I have a bunch of org files which are synced to my phone with SyncThing. These cover everything from my personal & work projects to chores like apartment cleaning & shopping. Most of these files are loaded into the agenda view, which is the primary way I consume these lists.
On my phone, I use Orgzly to read and, to a lesser extent, write to the files. I also export my agenda to an ICS file which is loaded into my Google Calendar for reminders.
I keep a reasonably detailed plan of my days in Google Calendar. I usually divide my day into a few slots for gym, work, and meals, as well as a few unallotted slots for downtime, reading, music & co. I find this helps me avoid procrastination, and keeps me focused on the task at hand.

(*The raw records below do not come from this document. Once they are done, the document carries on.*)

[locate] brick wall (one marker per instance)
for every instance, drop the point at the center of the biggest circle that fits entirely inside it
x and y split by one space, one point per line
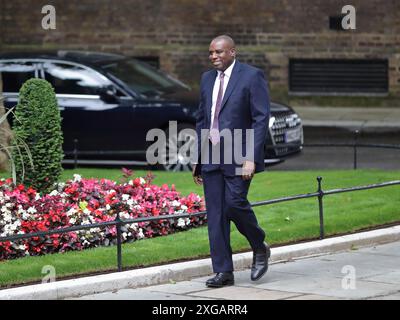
267 32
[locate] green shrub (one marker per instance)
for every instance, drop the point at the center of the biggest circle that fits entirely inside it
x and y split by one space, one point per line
38 123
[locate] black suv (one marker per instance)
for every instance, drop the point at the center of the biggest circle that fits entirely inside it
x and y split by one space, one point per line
109 102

One of the things on my meta-to-do list is replacing Google Calendar with a self-hosted solution.
I wrote a piece on this: https://zwischenzugs.com/2017/12/03/how-i-manage-my-time/
I’m using tasks on Nextcloud for work stuff, and a series of activity-oriented tabs in Sublime text for personal/smaller things.
I try to move away from lists in sublime text, but I always end up coming back.
Someone just mentioned this thread to me on IRC and I wish I’d seen it earlier because this article is no longer accurate for me. Owning a smartphone prompted me to replace Trello (it was very bad on my mobile browser when last I looked and it doesn’t have an app in F-Droid) with SimpleTask Cloudless, an app implementing the todo.txt format. I miss project colors, but otherwise am very satisfied by plain text. I’ve replaced the daily/monthly cadence with a daily/weekly/quarterly cadence. Daily habits are now tracked in the Loop Habits app. On busy/important days I do timeblocking that’s based on Cal Newport’s and the book Time Management For System Administrators.
And yet, with all this, I have not gotten around to the six-month-old task “write new personal workflow post +blog” or any other blog posts because they haven’t been a priority. No regrets - the strategy of priority is probably much more important than the tactics of workflow.
Badly.
At work, I use OmniFocus. I’m very happy with OmniFocus, but don’t use my work computer at home so can’t also put home tasks in it. I don’t have a Mac at home so I can’t sync it.
At home, I usually just keep tasks in a notebook, I tried Bullet Journal in a loose leaf file but I’m not disciplined at keeping it up. And therein is the problem I have with all of these systems; I lack the discipline to keep them going. And then everything gets out of hand again, and then I need to find a system again.
I have a TODO file in my home directory for generic tasks and separate TODO files in the target project directories.
Lots of index cards, legal notepads and moleskins.
index cards are for small things that will need to be organized. legal notepads are for raw notes that usually dont live more than a couple days. valuable notes get copied over into a moleskin with additional context and info so it will make sense in the future.